Photo: Charlie Hamilton James
Probably the most iconic bird in the lowlands of Manu National Park is the Red-and-
Green Macaw (Ara chloroptera). This bird, famous for it’s amazing colors, relatively
large size and some interesting habits that we will talk about later on the article.
George Robert Gray first described the Red-and-green Macaw in 1859. It is very
similar in size and shape to other birds in the genus Ara, specially the Scarlet Macaw
(Ara macao). The one way to separate the Red-and-green from the Scarlet Macaw is
by the upper wing coloration. The Scarlet Macaw coloration is red-yellow-blue,
while the red-and-green Macaw one is red-green-blue.

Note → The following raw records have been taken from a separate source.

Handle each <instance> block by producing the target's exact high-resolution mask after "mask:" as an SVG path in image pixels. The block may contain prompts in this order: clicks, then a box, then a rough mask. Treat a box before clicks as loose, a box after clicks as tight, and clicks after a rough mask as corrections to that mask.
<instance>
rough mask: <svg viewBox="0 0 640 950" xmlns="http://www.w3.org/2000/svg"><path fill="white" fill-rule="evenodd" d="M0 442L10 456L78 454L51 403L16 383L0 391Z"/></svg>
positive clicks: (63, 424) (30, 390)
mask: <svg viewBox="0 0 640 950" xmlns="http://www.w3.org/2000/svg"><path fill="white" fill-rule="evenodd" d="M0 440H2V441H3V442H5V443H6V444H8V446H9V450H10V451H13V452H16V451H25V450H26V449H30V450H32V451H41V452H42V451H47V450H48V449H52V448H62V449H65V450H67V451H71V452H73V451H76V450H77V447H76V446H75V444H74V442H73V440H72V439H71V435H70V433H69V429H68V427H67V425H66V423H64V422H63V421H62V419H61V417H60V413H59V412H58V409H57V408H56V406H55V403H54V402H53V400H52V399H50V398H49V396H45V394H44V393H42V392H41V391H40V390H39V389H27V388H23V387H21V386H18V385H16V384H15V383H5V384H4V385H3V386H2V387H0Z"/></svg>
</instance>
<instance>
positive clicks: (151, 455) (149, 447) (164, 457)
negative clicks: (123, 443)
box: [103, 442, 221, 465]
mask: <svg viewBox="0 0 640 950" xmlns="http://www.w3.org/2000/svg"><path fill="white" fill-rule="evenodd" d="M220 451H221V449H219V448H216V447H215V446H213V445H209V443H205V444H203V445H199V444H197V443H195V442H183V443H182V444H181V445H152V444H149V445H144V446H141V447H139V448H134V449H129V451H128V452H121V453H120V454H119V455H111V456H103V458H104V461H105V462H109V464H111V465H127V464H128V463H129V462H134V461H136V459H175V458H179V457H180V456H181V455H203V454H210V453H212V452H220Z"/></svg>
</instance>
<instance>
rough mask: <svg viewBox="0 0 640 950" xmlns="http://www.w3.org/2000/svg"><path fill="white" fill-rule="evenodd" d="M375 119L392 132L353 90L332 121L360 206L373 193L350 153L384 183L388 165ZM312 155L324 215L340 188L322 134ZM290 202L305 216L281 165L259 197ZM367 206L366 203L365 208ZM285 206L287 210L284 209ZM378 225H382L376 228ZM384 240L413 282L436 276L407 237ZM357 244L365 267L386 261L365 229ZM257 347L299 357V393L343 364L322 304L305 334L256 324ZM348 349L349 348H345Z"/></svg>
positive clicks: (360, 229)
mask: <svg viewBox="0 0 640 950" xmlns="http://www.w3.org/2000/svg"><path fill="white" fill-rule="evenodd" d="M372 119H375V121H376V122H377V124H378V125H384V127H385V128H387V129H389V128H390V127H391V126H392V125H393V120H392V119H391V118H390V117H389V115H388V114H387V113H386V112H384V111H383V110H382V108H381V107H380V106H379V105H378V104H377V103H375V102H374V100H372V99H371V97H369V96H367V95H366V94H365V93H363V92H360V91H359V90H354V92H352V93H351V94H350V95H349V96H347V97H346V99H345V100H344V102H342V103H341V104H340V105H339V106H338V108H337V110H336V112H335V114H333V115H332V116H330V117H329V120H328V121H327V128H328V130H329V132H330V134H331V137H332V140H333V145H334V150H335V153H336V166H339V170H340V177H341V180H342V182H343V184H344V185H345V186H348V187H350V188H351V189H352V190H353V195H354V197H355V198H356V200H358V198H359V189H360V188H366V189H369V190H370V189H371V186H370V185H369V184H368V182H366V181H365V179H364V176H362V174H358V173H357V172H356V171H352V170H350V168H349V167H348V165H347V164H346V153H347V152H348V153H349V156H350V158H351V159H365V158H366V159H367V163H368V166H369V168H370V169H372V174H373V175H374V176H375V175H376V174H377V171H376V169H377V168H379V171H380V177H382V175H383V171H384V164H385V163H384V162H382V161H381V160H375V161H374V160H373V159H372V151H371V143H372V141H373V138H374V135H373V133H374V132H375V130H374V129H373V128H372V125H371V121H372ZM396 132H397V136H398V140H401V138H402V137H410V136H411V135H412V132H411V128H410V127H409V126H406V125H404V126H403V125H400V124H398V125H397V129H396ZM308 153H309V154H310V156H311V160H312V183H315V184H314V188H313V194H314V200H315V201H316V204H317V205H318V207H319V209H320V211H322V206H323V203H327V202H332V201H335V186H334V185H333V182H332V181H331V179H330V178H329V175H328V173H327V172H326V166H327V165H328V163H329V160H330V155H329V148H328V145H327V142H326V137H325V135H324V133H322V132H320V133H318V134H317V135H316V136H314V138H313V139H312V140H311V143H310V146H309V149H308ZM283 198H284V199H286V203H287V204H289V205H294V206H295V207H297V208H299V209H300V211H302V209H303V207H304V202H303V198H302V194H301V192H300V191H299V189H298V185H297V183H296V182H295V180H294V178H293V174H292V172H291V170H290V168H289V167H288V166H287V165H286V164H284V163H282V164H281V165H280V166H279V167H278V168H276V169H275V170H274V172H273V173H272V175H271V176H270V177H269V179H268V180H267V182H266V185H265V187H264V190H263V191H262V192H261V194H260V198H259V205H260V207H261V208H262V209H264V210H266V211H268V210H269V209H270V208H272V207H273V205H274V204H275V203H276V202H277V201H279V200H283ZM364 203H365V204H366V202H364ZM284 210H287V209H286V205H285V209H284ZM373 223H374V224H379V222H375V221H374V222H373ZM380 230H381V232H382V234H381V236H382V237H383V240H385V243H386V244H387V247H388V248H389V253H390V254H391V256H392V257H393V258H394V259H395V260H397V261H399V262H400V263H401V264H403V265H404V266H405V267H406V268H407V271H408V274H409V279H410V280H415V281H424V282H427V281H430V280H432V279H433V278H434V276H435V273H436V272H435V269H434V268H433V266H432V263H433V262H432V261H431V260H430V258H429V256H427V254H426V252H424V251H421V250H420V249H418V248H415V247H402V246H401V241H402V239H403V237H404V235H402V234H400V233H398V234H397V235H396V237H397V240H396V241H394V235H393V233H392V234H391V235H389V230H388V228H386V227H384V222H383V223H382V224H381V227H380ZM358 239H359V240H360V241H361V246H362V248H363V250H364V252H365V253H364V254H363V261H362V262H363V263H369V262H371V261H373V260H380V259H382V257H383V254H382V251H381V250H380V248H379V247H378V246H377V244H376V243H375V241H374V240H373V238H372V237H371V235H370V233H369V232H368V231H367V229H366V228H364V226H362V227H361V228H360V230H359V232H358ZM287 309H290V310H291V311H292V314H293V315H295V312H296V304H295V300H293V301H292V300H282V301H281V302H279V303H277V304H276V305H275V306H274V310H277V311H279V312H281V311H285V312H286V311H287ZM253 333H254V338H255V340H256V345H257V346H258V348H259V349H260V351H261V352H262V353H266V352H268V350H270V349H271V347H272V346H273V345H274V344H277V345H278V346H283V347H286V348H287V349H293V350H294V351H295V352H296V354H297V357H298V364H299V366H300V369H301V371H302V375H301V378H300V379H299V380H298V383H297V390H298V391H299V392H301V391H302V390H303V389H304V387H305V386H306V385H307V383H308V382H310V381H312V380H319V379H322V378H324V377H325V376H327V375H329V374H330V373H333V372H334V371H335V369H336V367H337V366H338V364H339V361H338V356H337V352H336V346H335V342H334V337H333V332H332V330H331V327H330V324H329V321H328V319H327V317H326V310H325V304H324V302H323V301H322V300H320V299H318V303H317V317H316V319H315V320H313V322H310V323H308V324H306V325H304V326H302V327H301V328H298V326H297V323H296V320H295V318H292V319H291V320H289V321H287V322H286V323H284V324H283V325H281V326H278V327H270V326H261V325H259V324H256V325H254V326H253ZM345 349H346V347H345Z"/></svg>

While it is a common bird, and it can be seen flying in pairs over the rivers in the
Amazonian lowlands, the real spectacle occurs at places called clay-licks. Here in
Tambo Blanquillo, we own the biggest clay-lick in the Peruvian Amazon, where over
50+ Red-and-green Macaws come daily to get their intake of clay –which they eat to
regulate their body’s pH, as well as for its high mineral content. While the Macaws
are definetly the stars of the show, they are the last to show up. Earlier in the
morning, several dozens (sometimes in the hundreds) Parrots, parakeets and
parrotlets show up, and undergo the same process.